« De rouille et d’os », la fureur de survivre
Si dans le dernier Jacques Audiard, "De rouille et d'os" (présenté aujourd'hui à Cannes), la jungle moderne s'est déplacée d'une cour de prison à de plus respirables espaces, on y retrouve l'âpreté des personnages et situations d'Un Prophète, leur sensation d'exclusion, leur brutalité, leurs moteurs de jouissance et de survie, mais avec en bonus une lumière d'espérance qui réchauffe le spectateur éprouvé.
Tout sépare comme il se doit les deux principaux protagonistes Ali et Stéphanie (Matthias Schœnaerts et Marion Cotillard, superbes). Lui, marginal, se déplace au gré des petits jobs que lui valent sa stature d'athlète et son absence de principes moraux, assurant tant bien que mal le quotidien d'un gamin dont la mère est on ne sait où. Elle, sportive, exigeante, hautaine, dresseuse d'orques (!), va d'échec en malentendu amoureux. Le drame qui déclenche la relation entre le quasi-animal au cuir épaissi par une vie de précarité et l'idéaliste agressive devrait participer au succès probable du film : Stéphanie, mordue par un orque, est amputée des deux jambes.
Pudique et cru
Les ellipses d'Audiard suggèrent sans peser les étapes consécutives à ce chaos. Peu de dialogue ; pas de larmes, ou la moitié d'une, furtive ; pas de pathos, mais l'amitié et le courage qui peu à peu ramènent, à quelque chose près, l'invalide à son état antérieur, avec un regain d'amour de la vie.
Esthétique, pudique, lyrique, Audiard pourtant ne fuit pas plus la réalité du handicap qu'il ne s'y attarde.
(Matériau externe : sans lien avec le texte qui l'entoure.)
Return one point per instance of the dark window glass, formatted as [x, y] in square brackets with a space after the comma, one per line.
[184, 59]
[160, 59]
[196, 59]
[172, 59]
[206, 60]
Stéphanie nage, met sur les épaules ou dans les draps de son amant ses deux moignons avec un naturel qui devrait remuer non seulement Cannes, mais toute la société, et sacrer Marion Cotillard (aussi élégante ici qu'elle était mièvre chez Canet).
On évoquera sans doute une parenté avec les "Intouchables". Elle se résume à un fauteuil roulant, et à l'optimisme des scénarios. "De rouille et d'os" est d'un grand cinéaste.